Has anybody done that with PHP? General guidelines and gotchas would suffice as an answer.
I have a web page with a bunch of links. I want to write a script which would dump all the data contained in those links in a local file.
Has anybody done that with PHP? General guidelines and gotchas would suffice as an answer.
In it's simplest form:
function crawl_page($url, $depth = 5) {
if($depth > 0) {
$html = file_get_contents($url);
preg_match_all('~<a.*?href="(.*?)".*?>~', $html, $matches);
foreach($matches[1] as $newurl) {
crawl_page($newurl, $depth - 1);
}
file_put_contents('results.txt', $newurl."\n\n".$html."\n\n", FILE_APPEND);
}
}
crawl_page('http://www.domain.com/index.php', 5);
That function will get contents from a page, then crawl all found links and save the contents to 'results.txt'. The functions accepts an second parameter, depth, which defines how long the links should be followed. Pass 1 there if you want to parse only links from the given page.

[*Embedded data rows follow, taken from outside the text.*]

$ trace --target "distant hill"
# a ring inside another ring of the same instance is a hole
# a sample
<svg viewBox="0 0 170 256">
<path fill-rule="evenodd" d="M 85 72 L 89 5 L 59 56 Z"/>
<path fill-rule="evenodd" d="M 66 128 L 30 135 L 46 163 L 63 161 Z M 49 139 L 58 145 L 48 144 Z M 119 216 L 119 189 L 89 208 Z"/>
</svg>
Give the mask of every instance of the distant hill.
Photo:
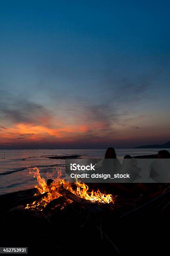
<svg viewBox="0 0 170 256">
<path fill-rule="evenodd" d="M 139 146 L 134 148 L 170 148 L 170 141 L 162 145 L 147 145 L 146 146 Z"/>
</svg>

Why use PHP for this, when you can use wget, e.g.
wget -r -l 1 http://www.example.com
As mentioned, there are crawler frameworks all ready for customizing out there, but if what you're doing is as simple as you mentioned, you could make it from scratch pretty easily.

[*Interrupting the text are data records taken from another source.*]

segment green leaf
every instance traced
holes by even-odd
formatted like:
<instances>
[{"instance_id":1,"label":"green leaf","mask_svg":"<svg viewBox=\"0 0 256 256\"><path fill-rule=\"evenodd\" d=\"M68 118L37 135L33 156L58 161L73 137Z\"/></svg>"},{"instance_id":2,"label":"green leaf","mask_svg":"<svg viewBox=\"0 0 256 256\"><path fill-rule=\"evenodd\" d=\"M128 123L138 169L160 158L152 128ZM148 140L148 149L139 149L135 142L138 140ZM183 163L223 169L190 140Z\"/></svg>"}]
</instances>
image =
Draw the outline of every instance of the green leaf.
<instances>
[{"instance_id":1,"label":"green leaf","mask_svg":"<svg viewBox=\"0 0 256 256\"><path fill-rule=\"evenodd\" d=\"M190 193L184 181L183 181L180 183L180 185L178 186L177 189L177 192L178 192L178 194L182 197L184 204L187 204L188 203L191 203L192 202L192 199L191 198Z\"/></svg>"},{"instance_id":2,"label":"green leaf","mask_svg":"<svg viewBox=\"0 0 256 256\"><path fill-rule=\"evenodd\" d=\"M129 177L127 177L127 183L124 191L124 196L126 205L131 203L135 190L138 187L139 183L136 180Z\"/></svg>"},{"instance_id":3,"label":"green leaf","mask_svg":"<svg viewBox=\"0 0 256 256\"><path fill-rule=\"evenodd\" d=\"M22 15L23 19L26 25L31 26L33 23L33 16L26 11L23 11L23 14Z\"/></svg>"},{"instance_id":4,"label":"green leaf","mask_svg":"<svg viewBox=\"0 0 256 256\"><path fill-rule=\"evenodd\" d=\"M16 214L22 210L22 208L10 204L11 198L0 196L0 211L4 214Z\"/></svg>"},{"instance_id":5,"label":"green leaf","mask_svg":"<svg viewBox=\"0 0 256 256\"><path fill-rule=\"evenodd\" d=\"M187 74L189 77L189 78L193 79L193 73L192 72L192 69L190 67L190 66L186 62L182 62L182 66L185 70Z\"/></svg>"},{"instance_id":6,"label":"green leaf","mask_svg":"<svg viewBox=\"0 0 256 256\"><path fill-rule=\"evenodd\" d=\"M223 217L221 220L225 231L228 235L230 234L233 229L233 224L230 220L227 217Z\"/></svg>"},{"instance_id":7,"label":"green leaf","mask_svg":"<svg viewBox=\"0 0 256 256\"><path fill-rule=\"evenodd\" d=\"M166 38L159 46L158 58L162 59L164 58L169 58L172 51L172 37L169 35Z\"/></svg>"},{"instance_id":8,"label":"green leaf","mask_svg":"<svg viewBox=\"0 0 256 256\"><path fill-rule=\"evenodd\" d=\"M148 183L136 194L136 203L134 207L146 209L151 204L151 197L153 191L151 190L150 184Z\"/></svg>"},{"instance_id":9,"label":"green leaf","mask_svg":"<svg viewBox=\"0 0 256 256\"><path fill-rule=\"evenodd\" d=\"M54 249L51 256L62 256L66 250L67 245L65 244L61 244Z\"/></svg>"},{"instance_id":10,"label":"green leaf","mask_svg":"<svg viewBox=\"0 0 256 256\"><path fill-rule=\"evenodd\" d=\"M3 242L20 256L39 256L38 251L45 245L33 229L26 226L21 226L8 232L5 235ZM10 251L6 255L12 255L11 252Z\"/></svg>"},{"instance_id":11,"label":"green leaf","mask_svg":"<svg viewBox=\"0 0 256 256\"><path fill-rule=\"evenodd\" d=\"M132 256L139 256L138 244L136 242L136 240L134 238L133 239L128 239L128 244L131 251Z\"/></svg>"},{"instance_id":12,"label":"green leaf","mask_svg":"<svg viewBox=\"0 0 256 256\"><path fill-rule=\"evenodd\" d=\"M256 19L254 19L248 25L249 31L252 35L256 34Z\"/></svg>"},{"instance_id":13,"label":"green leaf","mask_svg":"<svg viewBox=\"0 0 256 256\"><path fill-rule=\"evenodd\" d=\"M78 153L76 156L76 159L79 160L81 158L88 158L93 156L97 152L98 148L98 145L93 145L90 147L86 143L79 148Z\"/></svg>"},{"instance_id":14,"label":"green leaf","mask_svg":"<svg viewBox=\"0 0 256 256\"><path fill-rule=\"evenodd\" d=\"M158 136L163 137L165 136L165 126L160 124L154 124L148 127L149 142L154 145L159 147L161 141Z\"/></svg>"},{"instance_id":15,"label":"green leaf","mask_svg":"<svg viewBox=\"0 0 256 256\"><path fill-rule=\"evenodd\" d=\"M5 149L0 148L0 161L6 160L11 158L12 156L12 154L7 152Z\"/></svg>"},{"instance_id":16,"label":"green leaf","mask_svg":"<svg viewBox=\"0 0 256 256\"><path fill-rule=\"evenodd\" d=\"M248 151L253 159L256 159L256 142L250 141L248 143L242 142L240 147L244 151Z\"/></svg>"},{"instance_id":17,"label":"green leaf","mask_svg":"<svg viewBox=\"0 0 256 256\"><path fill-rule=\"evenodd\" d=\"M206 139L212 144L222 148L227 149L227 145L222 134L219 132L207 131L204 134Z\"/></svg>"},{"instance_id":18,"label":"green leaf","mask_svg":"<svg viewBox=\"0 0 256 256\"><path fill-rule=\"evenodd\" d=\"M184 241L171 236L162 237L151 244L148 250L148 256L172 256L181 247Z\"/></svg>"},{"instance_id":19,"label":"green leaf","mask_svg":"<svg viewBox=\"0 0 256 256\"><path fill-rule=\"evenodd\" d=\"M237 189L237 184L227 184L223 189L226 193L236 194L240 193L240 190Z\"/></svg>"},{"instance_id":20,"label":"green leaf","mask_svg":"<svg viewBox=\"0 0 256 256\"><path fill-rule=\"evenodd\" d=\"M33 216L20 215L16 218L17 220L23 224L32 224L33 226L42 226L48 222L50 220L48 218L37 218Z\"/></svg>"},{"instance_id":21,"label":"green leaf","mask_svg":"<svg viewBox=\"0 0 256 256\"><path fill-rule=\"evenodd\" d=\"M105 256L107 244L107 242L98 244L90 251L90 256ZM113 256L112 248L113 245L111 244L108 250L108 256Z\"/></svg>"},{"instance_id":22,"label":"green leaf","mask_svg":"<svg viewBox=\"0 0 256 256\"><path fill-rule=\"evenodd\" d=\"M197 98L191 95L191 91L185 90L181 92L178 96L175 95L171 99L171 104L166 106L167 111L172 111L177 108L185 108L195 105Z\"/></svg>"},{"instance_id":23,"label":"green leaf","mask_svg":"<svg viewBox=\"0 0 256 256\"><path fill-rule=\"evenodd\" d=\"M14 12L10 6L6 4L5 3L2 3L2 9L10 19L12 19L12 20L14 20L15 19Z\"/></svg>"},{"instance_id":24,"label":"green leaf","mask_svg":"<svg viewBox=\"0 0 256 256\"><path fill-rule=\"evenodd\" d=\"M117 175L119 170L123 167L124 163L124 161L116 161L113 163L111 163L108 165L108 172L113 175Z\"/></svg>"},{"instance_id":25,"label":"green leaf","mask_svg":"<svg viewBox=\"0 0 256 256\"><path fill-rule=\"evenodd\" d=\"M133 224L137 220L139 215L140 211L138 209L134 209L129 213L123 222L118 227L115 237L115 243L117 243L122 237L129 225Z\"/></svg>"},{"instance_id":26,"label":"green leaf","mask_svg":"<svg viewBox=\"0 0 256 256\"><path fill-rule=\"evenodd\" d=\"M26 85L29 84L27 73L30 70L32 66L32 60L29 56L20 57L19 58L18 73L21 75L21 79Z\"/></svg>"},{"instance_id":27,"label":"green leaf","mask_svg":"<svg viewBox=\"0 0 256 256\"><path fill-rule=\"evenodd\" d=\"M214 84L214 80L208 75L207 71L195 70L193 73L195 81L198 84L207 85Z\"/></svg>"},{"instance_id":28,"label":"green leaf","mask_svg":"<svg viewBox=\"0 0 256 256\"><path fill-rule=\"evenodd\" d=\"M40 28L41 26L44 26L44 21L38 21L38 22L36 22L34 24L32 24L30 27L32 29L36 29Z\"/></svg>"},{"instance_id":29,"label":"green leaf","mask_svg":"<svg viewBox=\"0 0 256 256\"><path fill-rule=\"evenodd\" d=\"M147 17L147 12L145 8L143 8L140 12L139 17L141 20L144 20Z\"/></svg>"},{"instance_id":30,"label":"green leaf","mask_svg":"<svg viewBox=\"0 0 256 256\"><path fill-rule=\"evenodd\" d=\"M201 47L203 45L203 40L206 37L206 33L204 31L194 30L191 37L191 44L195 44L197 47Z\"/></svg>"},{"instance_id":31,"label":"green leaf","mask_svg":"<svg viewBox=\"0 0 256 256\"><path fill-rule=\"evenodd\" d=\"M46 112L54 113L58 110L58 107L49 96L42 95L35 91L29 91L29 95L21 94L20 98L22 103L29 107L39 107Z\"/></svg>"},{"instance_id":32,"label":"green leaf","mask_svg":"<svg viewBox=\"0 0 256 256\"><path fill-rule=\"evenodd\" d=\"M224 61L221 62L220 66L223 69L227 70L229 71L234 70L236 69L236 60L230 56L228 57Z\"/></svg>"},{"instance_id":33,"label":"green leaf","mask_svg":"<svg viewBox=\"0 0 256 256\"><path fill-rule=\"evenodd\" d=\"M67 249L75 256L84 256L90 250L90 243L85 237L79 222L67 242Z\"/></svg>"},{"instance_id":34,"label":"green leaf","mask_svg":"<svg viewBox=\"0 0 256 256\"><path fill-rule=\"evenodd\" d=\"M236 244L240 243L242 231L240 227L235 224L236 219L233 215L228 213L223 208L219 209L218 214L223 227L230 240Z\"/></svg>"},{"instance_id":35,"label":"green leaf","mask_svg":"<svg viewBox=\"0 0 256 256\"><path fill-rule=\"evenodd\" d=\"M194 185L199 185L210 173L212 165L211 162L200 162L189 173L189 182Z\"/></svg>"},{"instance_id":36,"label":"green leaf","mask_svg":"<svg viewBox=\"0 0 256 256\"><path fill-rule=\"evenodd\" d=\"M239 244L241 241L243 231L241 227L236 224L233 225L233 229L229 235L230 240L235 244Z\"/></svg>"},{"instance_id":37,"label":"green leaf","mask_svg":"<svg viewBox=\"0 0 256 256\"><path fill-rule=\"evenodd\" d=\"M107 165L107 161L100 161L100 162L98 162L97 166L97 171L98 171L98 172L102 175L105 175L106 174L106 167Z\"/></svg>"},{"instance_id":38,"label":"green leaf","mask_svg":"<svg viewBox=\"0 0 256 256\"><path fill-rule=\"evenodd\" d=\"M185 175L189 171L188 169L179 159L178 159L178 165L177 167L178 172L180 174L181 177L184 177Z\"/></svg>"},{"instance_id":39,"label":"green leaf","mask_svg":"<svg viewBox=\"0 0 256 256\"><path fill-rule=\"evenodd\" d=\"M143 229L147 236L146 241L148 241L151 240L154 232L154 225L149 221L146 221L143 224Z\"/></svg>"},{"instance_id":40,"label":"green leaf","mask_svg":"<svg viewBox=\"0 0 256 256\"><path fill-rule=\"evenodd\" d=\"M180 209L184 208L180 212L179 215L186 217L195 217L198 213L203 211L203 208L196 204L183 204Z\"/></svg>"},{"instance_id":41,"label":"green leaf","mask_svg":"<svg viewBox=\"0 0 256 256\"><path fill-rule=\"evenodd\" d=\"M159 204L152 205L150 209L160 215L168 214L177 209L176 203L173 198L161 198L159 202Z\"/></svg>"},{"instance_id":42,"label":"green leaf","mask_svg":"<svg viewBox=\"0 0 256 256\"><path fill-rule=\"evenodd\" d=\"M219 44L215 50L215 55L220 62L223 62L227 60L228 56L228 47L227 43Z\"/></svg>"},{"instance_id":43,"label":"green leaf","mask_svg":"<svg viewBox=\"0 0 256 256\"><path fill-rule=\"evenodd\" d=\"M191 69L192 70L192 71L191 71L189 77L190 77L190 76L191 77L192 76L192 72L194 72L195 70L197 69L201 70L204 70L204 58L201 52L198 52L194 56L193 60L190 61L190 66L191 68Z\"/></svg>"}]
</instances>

Scraping the links: http://www.phpro.org/examples/Get-Links-With-DOM.html
Dumping results to a file: http://www.tizag.com/phpT/filewrite.php
Meh. Don't parse HTML with regexes.
Here's a DOM version inspired by Tatu's:
<?php
function crawl_page($url, $depth = 5)
{
static $seen = array();
if (isset($seen[$url]) || $depth === 0) {
return;
}
$seen[$url] = true;
$dom = new DOMDocument('1.0');
@$dom->loadHTMLFile($url);
$anchors = $dom->getElementsByTagName('a');
foreach ($anchors as $element) {
$href = $element->getAttribute('href');
if (0 !== strpos($href, 'http')) {
$href = rtrim($url, '/') . '/' . ltrim($href, '/');
}
crawl_page($href, $depth - 1);
}
echo "URL:",$url,PHP_EOL,"CONTENT:",PHP_EOL,$dom->saveHTML(),PHP_EOL,PHP_EOL;
}
crawl_page("http://hobodave.com", 2);
Edit: I fixed some bugs from Tatu's version (works with relative URLs now).
Edit: I added a new bit of functionality that prevents it from following the same URL twice.

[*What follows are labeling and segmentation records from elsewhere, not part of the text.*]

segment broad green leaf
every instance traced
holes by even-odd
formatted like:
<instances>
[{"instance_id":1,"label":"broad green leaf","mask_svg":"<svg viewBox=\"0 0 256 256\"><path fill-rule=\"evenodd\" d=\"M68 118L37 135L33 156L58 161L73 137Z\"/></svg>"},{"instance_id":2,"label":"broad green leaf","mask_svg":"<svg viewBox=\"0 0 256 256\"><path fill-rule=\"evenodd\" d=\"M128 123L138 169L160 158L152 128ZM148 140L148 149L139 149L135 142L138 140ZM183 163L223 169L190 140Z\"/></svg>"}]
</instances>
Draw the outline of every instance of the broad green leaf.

Edit: echoing output to STDOUT now so you can redirect it to whatever file you want
Try php cod
<?php
$original_file = file_get_contents("http://www.domain.com");
$stripped_file = strip_tags($original_file, "<a>");
preg_match_all("/<a(?:[^>]*)href=\"([^\"]*)\"(?:[^>]*)>(?:[^<]*)<\/a>/is", $stripped_file, $matches);
//DEBUGGING
//$matches[0] now contains the complete A tags; ex: <a href="link">text</a> //$matches[1] now contains only the HREFs in the A tags; ex: link
header("Content-type: text/plain"); //Set the content type to plain text so the print below is easy to read!
print_r($matches); //View the array to see if it worked?>
You would remove everything after //DEBUGGING when actually using it though. It's just for you to see how it works according to php tutorials if you put it in a PHP file by itself for testing.